Takemichi stared at the keys, then at Shinichiro, whose face was etched with the fatigue of building an empire overnight. "Shin-chan... you didn't have to..."
"Yes, I did," Shinichiro interrupted, his voice soft. "You protected a whole world of people who'd never know your name. Let me protect the one world where you get to live in peace. It's my turn to be the hero."
Senju watched this transformation with intense, silent curiosity. She saw the lie of amnesia dissolve into a heavy, shared truth between Takemichi and Shinichiro. She saw Shinichiro morph from a loving, rough-around-the-edges older brother figure into a powerful, formidable man of means and purpose, all with Takemichi as his clear, unwavering focus.
Her resentment towards Takemichi morphed into a complex puzzle. The nervous, polite boy was still there, but now she saw the shadows behind his eyes for what they were: trauma, not guilt. She saw the way Shinichiro, a man she'd come to respect immensely, looked at Takemichi—not with pity, but with the reverence one gives a fellow veteran of a secret war.
She began to engage him, not with hostility, but with quiet, pointed questions. She'd find him tending the small herb garden on their balcony.
"You're very precise with your hands," she noted. "But not like a surgeon. Like someone who's had to be careful with things that could break."
He'd give a small, sad smile. "I've held together things that were shattering."
Another time, she found him staring blankly at a martial arts tournament on TV.
"You don't watch it like a fan," she said. "You watch it like a strategist. Like you're looking for weaknesses."
He paused. "I've had to find weaknesses in people who seemed invincible."
Slowly, through these fragmented exchanges, Senju began to piece together a picture not of a burden, but of a survivor of something unimaginable. The obedient, kind persona wasn't an act; it was the calm after the storm. Her curiosity burned brighter. What could have happened to a person to make Shinichiro Sano, now a legend in his own right, dedicate his entire life to creating a shield around them?
One night, she confronted him directly.

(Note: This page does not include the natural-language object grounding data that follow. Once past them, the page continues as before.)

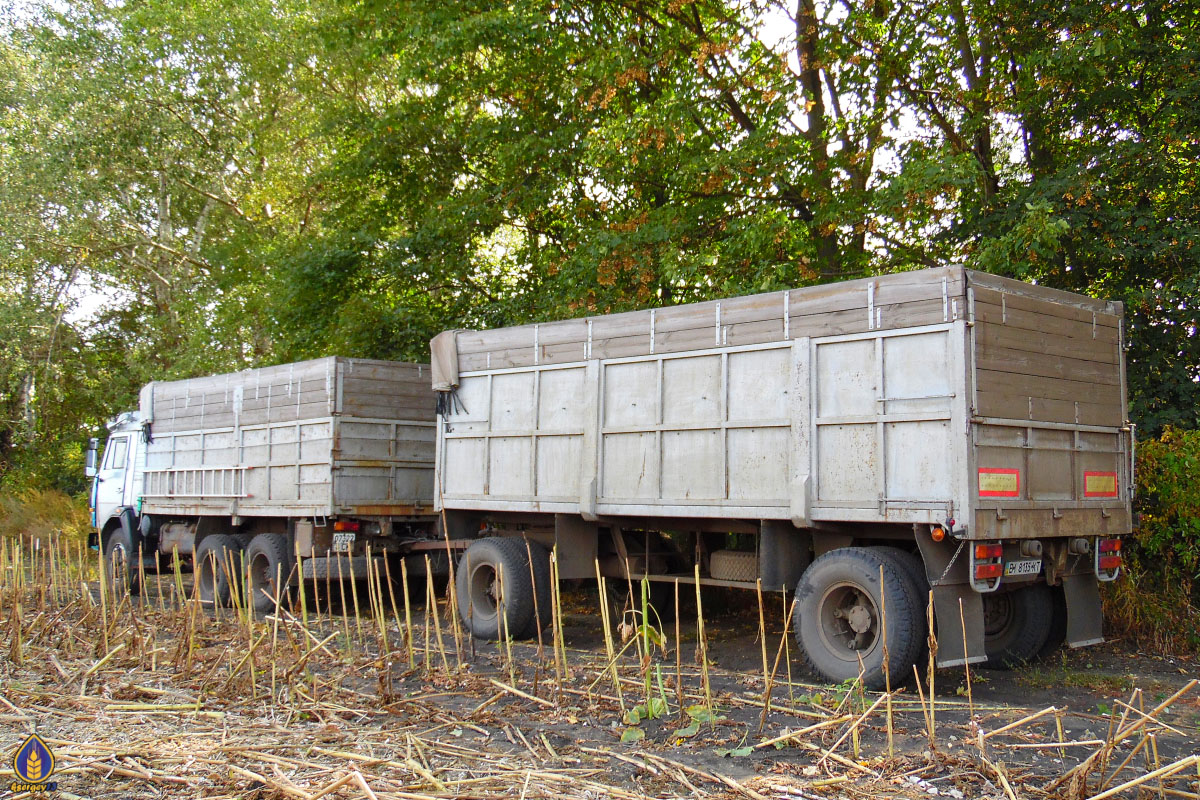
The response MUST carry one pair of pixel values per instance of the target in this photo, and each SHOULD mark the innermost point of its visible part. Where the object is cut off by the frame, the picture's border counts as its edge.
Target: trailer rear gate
(911, 397)
(311, 439)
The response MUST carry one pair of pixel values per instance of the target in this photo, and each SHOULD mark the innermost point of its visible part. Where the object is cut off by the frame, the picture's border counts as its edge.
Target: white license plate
(1029, 566)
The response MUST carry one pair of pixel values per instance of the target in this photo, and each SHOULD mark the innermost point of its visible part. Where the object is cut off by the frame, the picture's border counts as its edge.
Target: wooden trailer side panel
(1051, 443)
(316, 438)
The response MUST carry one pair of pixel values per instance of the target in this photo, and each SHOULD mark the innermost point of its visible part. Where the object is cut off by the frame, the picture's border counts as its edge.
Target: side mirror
(89, 468)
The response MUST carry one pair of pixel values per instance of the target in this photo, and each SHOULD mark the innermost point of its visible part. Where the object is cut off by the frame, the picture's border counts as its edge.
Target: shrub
(40, 513)
(1156, 605)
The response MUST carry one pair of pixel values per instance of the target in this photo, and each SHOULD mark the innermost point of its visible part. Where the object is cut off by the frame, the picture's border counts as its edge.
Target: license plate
(1029, 566)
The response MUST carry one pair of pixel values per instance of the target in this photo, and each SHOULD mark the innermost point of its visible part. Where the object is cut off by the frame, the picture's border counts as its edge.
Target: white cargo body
(861, 443)
(315, 439)
(918, 397)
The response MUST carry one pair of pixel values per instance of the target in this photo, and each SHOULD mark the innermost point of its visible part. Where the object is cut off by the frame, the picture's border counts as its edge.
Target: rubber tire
(859, 569)
(912, 566)
(123, 577)
(541, 615)
(1057, 624)
(213, 584)
(265, 554)
(1025, 632)
(479, 611)
(733, 565)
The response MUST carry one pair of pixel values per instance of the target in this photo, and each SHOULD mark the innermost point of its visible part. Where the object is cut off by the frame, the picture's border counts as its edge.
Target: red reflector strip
(1099, 485)
(996, 482)
(989, 551)
(988, 571)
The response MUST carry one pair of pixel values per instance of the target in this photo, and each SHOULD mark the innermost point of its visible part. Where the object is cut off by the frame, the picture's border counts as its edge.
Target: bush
(40, 513)
(1156, 603)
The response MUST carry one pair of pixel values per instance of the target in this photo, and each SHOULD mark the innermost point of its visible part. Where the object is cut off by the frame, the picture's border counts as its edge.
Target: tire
(915, 570)
(838, 618)
(1057, 624)
(541, 617)
(479, 595)
(733, 565)
(267, 555)
(213, 579)
(1017, 625)
(121, 549)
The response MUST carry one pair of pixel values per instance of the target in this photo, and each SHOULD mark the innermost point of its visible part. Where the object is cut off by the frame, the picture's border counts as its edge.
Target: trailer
(281, 468)
(864, 445)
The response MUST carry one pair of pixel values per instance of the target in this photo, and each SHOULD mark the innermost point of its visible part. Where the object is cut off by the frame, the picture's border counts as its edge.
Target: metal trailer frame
(893, 407)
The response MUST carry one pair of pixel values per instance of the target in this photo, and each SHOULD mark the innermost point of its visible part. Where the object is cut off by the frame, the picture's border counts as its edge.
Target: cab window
(118, 451)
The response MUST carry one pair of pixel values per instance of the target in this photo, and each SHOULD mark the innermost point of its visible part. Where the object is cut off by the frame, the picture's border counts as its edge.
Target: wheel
(839, 617)
(915, 570)
(121, 552)
(478, 583)
(1057, 624)
(541, 617)
(214, 557)
(267, 557)
(1017, 625)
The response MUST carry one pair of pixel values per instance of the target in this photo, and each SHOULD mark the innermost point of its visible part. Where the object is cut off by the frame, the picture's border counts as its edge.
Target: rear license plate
(1029, 566)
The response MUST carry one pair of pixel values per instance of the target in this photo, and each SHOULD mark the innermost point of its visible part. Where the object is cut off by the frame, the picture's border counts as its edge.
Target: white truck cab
(117, 482)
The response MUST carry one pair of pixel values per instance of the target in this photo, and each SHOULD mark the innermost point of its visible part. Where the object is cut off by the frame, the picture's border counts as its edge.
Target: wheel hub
(859, 619)
(850, 623)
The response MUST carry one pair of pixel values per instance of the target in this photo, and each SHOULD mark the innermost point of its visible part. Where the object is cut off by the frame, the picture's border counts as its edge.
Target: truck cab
(115, 476)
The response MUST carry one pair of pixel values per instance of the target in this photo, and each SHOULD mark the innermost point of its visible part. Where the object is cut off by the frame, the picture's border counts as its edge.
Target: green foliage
(1156, 603)
(1169, 505)
(41, 513)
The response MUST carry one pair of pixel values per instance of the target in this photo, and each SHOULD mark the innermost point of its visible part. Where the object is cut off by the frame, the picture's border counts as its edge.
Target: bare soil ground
(159, 697)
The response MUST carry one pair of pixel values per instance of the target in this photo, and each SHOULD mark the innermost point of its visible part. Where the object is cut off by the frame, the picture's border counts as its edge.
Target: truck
(939, 447)
(939, 444)
(323, 458)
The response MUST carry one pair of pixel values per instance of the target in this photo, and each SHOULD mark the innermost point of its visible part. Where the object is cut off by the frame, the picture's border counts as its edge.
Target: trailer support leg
(958, 608)
(1085, 620)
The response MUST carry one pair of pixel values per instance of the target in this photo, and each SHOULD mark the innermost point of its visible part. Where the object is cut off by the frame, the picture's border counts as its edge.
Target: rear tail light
(989, 552)
(1108, 559)
(989, 571)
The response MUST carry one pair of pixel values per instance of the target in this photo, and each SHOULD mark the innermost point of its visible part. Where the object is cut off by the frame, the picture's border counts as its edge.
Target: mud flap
(958, 608)
(1085, 620)
(784, 553)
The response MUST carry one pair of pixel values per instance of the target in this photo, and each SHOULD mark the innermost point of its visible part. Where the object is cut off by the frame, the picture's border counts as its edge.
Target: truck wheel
(540, 617)
(478, 583)
(1057, 624)
(915, 570)
(121, 563)
(267, 557)
(839, 618)
(211, 564)
(1017, 625)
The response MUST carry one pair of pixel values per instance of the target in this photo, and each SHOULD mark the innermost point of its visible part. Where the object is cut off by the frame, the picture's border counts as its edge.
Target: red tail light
(989, 551)
(988, 571)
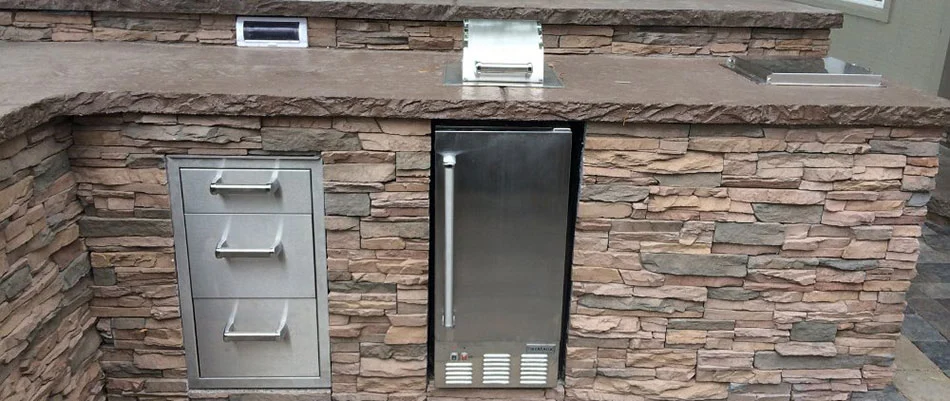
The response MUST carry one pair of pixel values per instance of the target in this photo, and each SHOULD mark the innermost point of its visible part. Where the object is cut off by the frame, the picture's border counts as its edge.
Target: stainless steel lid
(811, 71)
(502, 53)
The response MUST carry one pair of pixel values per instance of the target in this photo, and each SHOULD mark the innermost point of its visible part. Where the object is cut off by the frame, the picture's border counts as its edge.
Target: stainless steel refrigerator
(501, 215)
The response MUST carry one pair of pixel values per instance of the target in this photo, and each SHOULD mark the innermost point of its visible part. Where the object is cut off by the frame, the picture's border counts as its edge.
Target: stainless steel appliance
(251, 257)
(502, 218)
(502, 53)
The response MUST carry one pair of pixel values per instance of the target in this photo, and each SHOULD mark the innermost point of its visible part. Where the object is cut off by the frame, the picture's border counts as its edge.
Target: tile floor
(927, 322)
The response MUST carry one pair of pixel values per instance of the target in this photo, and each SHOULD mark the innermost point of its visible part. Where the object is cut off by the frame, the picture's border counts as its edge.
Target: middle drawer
(251, 255)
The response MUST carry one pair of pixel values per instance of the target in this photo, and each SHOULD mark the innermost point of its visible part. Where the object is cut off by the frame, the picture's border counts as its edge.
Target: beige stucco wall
(910, 48)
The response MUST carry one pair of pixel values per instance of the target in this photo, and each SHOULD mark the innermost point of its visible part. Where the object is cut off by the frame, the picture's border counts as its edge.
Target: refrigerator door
(501, 235)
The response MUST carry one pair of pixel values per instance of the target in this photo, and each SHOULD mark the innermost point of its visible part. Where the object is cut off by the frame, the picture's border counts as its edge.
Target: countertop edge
(24, 117)
(798, 17)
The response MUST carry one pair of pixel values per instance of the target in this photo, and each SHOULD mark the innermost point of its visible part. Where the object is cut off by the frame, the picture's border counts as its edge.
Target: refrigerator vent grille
(534, 368)
(496, 368)
(458, 373)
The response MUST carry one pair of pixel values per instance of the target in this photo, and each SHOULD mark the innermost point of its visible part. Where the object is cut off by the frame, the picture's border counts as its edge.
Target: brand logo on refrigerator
(540, 348)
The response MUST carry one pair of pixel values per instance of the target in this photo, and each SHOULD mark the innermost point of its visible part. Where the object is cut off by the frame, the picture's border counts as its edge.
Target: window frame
(860, 8)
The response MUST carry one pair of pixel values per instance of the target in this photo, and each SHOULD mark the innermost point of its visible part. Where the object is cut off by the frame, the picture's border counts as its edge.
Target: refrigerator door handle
(448, 317)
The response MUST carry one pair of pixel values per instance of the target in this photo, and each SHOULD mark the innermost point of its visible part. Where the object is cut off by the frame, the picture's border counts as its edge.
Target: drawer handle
(276, 335)
(222, 251)
(219, 188)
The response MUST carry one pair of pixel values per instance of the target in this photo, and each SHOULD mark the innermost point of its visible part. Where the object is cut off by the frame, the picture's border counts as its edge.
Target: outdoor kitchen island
(732, 241)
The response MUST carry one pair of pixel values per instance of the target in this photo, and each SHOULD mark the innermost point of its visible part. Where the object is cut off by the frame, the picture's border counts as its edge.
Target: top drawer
(209, 190)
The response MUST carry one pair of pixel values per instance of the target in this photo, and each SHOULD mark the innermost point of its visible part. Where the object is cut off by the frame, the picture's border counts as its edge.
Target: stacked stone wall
(48, 344)
(413, 35)
(744, 262)
(710, 262)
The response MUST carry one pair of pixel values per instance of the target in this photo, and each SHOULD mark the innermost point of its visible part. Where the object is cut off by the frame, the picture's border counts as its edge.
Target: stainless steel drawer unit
(251, 254)
(502, 215)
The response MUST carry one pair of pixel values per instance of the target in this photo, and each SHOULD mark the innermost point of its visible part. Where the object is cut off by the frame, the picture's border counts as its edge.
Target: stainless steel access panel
(502, 206)
(251, 255)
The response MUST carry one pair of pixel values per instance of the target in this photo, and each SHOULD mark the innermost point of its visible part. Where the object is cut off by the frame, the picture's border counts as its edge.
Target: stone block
(849, 265)
(359, 173)
(402, 229)
(907, 148)
(774, 213)
(13, 284)
(685, 293)
(697, 180)
(664, 306)
(342, 204)
(307, 139)
(795, 348)
(412, 161)
(614, 192)
(701, 324)
(373, 367)
(733, 293)
(750, 234)
(780, 196)
(735, 144)
(75, 271)
(695, 265)
(388, 142)
(809, 331)
(95, 227)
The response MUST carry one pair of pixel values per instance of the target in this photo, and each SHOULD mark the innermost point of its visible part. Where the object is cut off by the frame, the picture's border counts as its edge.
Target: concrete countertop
(722, 13)
(40, 81)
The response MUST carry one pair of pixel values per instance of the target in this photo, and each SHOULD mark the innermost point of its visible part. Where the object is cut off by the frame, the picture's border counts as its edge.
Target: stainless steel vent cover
(502, 53)
(810, 71)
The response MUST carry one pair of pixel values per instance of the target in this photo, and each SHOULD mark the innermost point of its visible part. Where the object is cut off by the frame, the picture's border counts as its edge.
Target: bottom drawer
(253, 337)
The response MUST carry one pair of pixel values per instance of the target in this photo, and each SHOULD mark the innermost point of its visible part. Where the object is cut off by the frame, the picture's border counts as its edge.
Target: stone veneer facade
(49, 347)
(748, 262)
(413, 35)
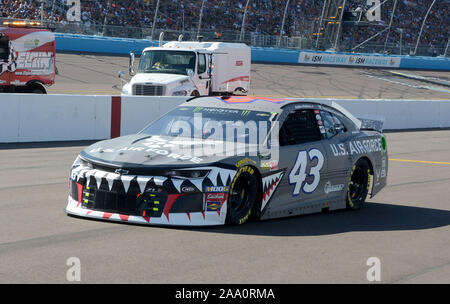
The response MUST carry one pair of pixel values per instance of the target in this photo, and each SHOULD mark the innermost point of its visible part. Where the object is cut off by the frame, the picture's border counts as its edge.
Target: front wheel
(242, 196)
(358, 186)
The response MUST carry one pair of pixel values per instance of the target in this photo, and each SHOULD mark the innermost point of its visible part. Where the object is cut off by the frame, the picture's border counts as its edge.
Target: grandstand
(344, 25)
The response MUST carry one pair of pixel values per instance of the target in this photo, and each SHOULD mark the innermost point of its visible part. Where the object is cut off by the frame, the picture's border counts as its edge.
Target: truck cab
(190, 69)
(27, 57)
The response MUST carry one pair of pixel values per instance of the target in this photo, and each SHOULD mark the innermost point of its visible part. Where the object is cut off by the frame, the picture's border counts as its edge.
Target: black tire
(358, 185)
(242, 196)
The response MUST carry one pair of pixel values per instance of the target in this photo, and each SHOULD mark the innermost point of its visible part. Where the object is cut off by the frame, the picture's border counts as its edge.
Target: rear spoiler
(371, 123)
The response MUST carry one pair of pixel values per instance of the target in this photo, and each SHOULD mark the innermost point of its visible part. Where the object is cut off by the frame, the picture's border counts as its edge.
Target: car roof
(265, 104)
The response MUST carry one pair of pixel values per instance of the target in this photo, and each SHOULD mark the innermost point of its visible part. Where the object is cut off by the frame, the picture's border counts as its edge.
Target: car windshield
(171, 62)
(213, 123)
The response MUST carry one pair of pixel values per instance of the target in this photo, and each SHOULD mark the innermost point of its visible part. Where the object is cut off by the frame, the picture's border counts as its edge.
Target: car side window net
(299, 127)
(332, 124)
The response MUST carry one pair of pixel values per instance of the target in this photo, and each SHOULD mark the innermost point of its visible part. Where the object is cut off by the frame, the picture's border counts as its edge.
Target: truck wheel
(242, 196)
(358, 185)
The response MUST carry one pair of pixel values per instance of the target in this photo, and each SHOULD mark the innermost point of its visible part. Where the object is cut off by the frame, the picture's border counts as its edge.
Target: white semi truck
(181, 68)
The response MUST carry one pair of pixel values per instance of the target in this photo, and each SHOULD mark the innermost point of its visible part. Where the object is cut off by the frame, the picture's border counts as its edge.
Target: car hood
(142, 150)
(157, 78)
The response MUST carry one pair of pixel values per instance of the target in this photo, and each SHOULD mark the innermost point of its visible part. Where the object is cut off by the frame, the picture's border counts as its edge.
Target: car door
(337, 135)
(304, 158)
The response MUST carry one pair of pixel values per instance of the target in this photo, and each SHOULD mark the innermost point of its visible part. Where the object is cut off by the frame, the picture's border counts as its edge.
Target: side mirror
(131, 67)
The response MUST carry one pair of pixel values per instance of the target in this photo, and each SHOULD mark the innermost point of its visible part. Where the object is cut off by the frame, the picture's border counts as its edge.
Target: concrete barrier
(35, 118)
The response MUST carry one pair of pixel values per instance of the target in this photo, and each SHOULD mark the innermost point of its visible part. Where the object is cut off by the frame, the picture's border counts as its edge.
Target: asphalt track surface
(97, 75)
(406, 226)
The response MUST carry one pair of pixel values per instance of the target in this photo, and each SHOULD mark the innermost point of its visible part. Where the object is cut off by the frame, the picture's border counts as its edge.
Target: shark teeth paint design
(177, 183)
(159, 181)
(223, 174)
(198, 183)
(126, 180)
(98, 177)
(270, 184)
(142, 181)
(110, 178)
(216, 176)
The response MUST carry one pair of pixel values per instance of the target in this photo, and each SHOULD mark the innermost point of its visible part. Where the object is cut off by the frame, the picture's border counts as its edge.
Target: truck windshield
(172, 62)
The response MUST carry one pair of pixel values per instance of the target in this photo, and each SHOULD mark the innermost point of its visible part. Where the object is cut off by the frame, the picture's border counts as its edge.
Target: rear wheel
(358, 186)
(242, 196)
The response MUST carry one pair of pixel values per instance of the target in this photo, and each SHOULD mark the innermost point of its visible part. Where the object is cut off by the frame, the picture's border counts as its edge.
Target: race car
(225, 160)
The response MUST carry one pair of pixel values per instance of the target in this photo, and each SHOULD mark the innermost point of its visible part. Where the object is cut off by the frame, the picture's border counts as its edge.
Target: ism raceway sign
(349, 59)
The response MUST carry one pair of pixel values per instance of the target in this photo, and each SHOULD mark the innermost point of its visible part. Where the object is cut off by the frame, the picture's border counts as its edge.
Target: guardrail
(123, 46)
(37, 118)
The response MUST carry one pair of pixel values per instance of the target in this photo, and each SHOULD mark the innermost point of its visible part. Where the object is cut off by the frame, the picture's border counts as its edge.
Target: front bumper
(147, 200)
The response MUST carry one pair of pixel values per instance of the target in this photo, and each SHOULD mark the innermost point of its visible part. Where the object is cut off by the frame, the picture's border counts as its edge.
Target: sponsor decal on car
(333, 188)
(217, 189)
(357, 147)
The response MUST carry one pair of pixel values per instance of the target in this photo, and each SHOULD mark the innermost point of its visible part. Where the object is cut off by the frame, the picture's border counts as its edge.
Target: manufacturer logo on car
(122, 171)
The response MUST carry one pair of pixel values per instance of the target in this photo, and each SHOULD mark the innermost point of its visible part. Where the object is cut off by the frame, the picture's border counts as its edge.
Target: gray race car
(218, 160)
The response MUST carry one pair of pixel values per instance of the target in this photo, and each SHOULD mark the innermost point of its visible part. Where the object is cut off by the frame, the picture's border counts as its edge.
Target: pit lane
(406, 226)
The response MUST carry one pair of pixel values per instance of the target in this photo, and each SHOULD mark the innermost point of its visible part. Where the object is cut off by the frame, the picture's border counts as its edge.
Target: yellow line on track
(418, 161)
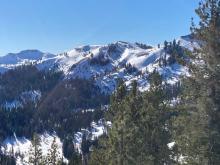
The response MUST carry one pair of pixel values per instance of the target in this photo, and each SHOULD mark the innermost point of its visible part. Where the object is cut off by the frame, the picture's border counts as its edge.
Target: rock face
(105, 63)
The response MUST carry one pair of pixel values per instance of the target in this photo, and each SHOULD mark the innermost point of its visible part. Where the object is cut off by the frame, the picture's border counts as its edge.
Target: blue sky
(59, 25)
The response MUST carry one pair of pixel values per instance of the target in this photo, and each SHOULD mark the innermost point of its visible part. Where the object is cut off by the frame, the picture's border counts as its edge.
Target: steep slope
(13, 60)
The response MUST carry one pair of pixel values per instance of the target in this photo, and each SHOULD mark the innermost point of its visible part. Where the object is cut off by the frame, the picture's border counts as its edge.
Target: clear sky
(59, 25)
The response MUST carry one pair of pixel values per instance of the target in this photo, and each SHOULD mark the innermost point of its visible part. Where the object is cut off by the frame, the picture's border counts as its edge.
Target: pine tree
(140, 129)
(53, 156)
(199, 139)
(35, 152)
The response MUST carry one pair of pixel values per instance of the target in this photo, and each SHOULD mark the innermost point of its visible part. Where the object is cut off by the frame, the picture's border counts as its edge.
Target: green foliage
(197, 130)
(35, 152)
(53, 156)
(140, 130)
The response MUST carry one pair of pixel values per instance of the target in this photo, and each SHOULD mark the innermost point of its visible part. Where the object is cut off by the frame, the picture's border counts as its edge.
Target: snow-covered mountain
(105, 63)
(12, 60)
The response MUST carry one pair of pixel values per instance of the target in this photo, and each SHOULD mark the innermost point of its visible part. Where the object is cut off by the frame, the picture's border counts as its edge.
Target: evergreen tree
(53, 157)
(197, 128)
(140, 130)
(35, 152)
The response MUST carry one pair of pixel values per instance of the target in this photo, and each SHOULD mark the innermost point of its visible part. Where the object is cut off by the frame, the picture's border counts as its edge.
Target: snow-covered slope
(105, 63)
(20, 147)
(12, 60)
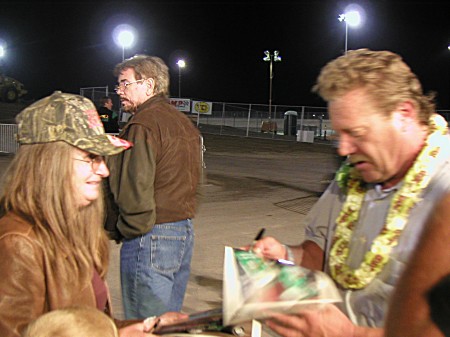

He was in the home gym Shinichiro had installed, lightly working a heavy bag with a rhythm that spoke of trained, but long-unused, muscle memory.
"You didn't just get lost, did you?" Senju asked, leaning against the doorway. "Shinichiro... he doesn't build fortresses for people who wandered off."
Takemichi stopped, catching the bag, his back to her. He was sweating, breathing evenly. "No."
"Was it a crime? Something witness protection can't fix?"
He turned. The look in his eyes was ancient, weary. "It was something much bigger than a crime, Senju. And there's no protection from it except what Shinichiro is building. And forgetfulness."
"I don't believe in forgetfulness," she said, her sharp eyes holding his. "I believe in answers."
He held her gaze for a long moment, seeing not the fiery Brahman leader, but a tall, strong, fiercely intelligent young woman with a protective streak for her family just as wide as his own had once been for his friends.
"Maybe one day," he said softly, "when the fortress is a little taller, I'll tell you a story about a world where you were one of the strongest people I ever knew."
He left her standing there, a new, profound mystery unlocking in her mind. The burden she had resented was gone, replaced by a solemn, unshakeable resolve. Her brother—for he was her brother now, in every way that mattered—was a keeper of catastrophic secrets. And she, Senju Hanagaki, would become strong enough, smart enough, to help Shinichiro guard him. Not out of obligation, but because the silent boy with the warrior's eyes and the kind heart had, without even trying, become someone worth protecting. The search for his truth became her silent mission, a way to repay the family that had saved her, by helping to safeguard the son they had miraculously gotten back.
This response is AI-generated and for reference purposes only.